主なる神の言葉
1 主は嵐の中からヨブに答えて仰せになった。
2 これは何者か。知識もないのに、言葉を重ねて/神の経綸を暗くするとは。
3 男らしく、腰に帯をせよ。わたしはお前に尋ねる、わたしに答えてみよ。
4 わたしが大地を据えたとき/お前はどこにいたのか。知っていたというなら/理解していることを言ってみよ。
5 誰がその広がりを定めたかを知っているのか。誰がその上に測り縄を張ったのか。
6 基の柱はどこに沈められたのか。誰が隅の親石を置いたのか。
7 そのとき、夜明けの星はこぞって喜び歌い/神の子らは皆、喜びの声をあげた。
8 海は二つの扉を押し開いてほとばしり/母の胎から溢れ出た。
9 わたしは密雲をその着物とし/濃霧をその産着としてまとわせた。
10 しかし、わたしはそれに限界を定め/二つの扉にかんぬきを付け
11 「ここまでは来てもよいが越えてはならない。高ぶる波をここでとどめよ」と命じた。
12 お前は一生に一度でも朝に命令し/曙に役割を指示したことがあるか
13 大地の縁をつかんで/神に逆らう者どもを地上から払い落とせと。
14 大地は粘土に型を押していくように姿を変え/すべては装われて現れる。
15 しかし、悪者どもにはその光も拒まれ/振り上げた腕は折られる。
16 お前は海の湧き出るところまで行き着き/深淵の底を行き巡ったことがあるか。
17 死の門がお前に姿を見せ/死の闇の門を見たことがあるか。
18 お前はまた、大地の広がりを/隅々まで調べたことがあるか。
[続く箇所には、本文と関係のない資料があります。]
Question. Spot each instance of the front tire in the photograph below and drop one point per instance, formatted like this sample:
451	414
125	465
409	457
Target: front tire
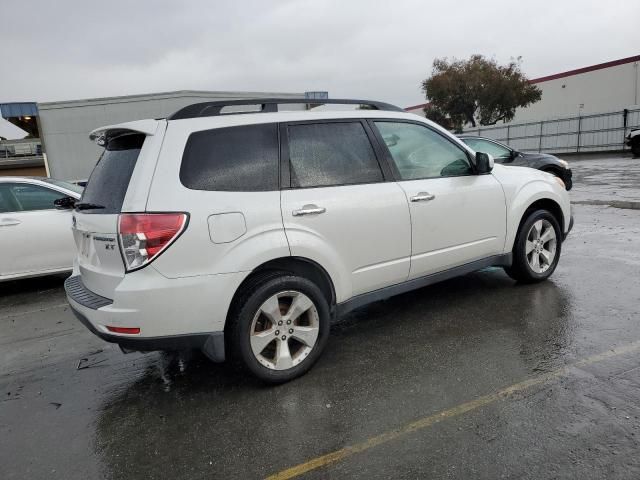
536	250
279	326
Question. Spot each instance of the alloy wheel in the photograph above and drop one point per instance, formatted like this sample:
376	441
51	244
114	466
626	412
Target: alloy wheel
284	330
541	245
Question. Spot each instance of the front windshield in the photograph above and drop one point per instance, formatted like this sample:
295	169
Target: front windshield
66	185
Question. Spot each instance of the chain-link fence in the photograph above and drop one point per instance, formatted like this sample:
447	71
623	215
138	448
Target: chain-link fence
585	133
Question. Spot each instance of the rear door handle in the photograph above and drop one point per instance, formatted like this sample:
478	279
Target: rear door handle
422	197
8	222
309	210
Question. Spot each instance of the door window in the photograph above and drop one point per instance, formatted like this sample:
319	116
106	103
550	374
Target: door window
7	202
485	146
34	197
327	154
418	152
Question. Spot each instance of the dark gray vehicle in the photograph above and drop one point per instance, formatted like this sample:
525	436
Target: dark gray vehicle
504	154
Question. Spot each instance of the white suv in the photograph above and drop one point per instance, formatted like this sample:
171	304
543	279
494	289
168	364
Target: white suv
243	234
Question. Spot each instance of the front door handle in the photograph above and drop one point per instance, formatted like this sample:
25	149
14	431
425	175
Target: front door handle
422	197
309	210
8	222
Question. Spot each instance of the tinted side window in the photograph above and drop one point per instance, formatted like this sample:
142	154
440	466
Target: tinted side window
325	154
7	202
110	178
232	159
419	152
34	197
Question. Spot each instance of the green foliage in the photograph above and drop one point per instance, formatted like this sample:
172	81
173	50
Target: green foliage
477	90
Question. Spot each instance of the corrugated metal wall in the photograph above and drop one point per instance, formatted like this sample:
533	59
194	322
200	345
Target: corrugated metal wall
65	126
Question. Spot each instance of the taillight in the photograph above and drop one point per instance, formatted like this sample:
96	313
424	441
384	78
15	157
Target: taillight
144	236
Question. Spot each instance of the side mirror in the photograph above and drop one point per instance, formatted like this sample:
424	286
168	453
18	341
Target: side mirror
484	162
65	203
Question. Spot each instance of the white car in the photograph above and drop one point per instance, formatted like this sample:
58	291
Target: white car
35	233
243	234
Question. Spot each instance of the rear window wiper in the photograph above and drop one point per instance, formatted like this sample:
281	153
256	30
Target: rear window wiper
87	206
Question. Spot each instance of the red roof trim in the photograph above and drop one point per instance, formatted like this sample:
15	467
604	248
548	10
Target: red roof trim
592	68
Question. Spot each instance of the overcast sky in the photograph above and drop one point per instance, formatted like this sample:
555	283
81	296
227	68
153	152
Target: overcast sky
364	49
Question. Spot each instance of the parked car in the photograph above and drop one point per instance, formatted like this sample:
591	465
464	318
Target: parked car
506	155
243	234
633	141
35	233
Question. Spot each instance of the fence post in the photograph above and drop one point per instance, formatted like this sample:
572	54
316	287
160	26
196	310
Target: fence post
540	139
625	114
579	128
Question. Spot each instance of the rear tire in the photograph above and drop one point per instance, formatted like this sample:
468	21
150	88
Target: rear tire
278	327
536	250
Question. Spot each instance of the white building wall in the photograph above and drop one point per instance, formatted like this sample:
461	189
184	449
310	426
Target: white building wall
65	126
607	90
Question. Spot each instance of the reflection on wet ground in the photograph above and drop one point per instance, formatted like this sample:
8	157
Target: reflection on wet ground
179	416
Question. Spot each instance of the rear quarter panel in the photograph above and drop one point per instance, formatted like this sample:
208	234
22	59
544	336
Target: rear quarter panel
195	252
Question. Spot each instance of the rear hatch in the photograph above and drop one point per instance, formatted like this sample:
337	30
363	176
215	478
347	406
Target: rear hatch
95	220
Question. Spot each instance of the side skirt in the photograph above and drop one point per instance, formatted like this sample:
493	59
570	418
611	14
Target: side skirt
504	260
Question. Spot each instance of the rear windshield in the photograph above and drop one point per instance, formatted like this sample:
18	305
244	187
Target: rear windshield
109	180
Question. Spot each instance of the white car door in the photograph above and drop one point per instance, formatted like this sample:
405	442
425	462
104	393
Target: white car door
35	237
340	209
457	216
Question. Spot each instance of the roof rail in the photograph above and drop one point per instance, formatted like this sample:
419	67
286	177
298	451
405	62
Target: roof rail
212	109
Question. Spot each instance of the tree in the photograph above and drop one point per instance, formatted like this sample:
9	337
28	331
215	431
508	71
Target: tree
477	90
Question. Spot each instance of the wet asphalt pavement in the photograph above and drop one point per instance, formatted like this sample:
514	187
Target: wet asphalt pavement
72	406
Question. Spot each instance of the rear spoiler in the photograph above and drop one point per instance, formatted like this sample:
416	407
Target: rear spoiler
102	134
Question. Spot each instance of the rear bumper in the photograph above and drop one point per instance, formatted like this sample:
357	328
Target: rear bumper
96	313
212	344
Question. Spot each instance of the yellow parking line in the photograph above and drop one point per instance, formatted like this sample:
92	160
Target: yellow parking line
336	456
そのすべてを知っているなら言ってみよ。
19 光が住んでいるのはどの方向か。暗黒の住みかはどこか。
20 光をその境にまで連れていけるか。暗黒の住みかに至る道を知っているか。
21 そのときお前は既に生まれていて/人生の日数も多いと言うのなら/これらのことを知っているはずだ。
22 お前は雪の倉に入ったことがあるか。霰の倉を見たことがあるか。
23 災いの時のために/戦いや争いの日のために/わたしはこれらを蓄えているのだ。
24 光が放たれるのはどの方向か。東風が地上に送られる道はどこか。
25 誰が豪雨に水路を引き/稲妻に道を備え
26 まだ人のいなかった大地に/無人であった荒れ野に雨を降らせ
27 乾ききったところを潤し/青草の芽がもえ出るようにしたのか。
28 雨に父親があるだろうか。誰が露の滴を産ませるのか。
29 誰の腹から霰は出てくるのか。天から降る霜は誰が産むのか。
30 水は凍って石のようになり/深淵の面は固く閉ざされてしまう。
31 すばるの鎖を引き締め/オリオンの綱を緩めることがお前にできるか。
32 時がくれば銀河を繰り出し/大熊を子熊と共に導き出すことができるか。
33 天の法則を知り/その支配を地上に及ぼす者はお前か。
34 お前が雨雲に向かって声をあげれば/洪水がお前を包むだろうか。
35 お前が送り出そうとすれば/稲妻が「はい」と答えて出て行くだろうか。
36 誰が鴇に知恵を授け/誰が雄鶏に分別を与えたのか。
37 誰が知恵をもって雲を数え/天にある水の袋を傾けるのか。
38 塵が溶けて形を成し/土くれが一塊となるように。
39 お前は雌獅子のために獲物を備え/その子の食欲を満たしてやることができるか。
40 雌獅子は茂みに待ち伏せ/その子は隠れがにうずくまっている。
41 誰が烏のために餌を置いてやるのか/その雛が神に向かって鳴き/食べ物を求めて迷い出るとき。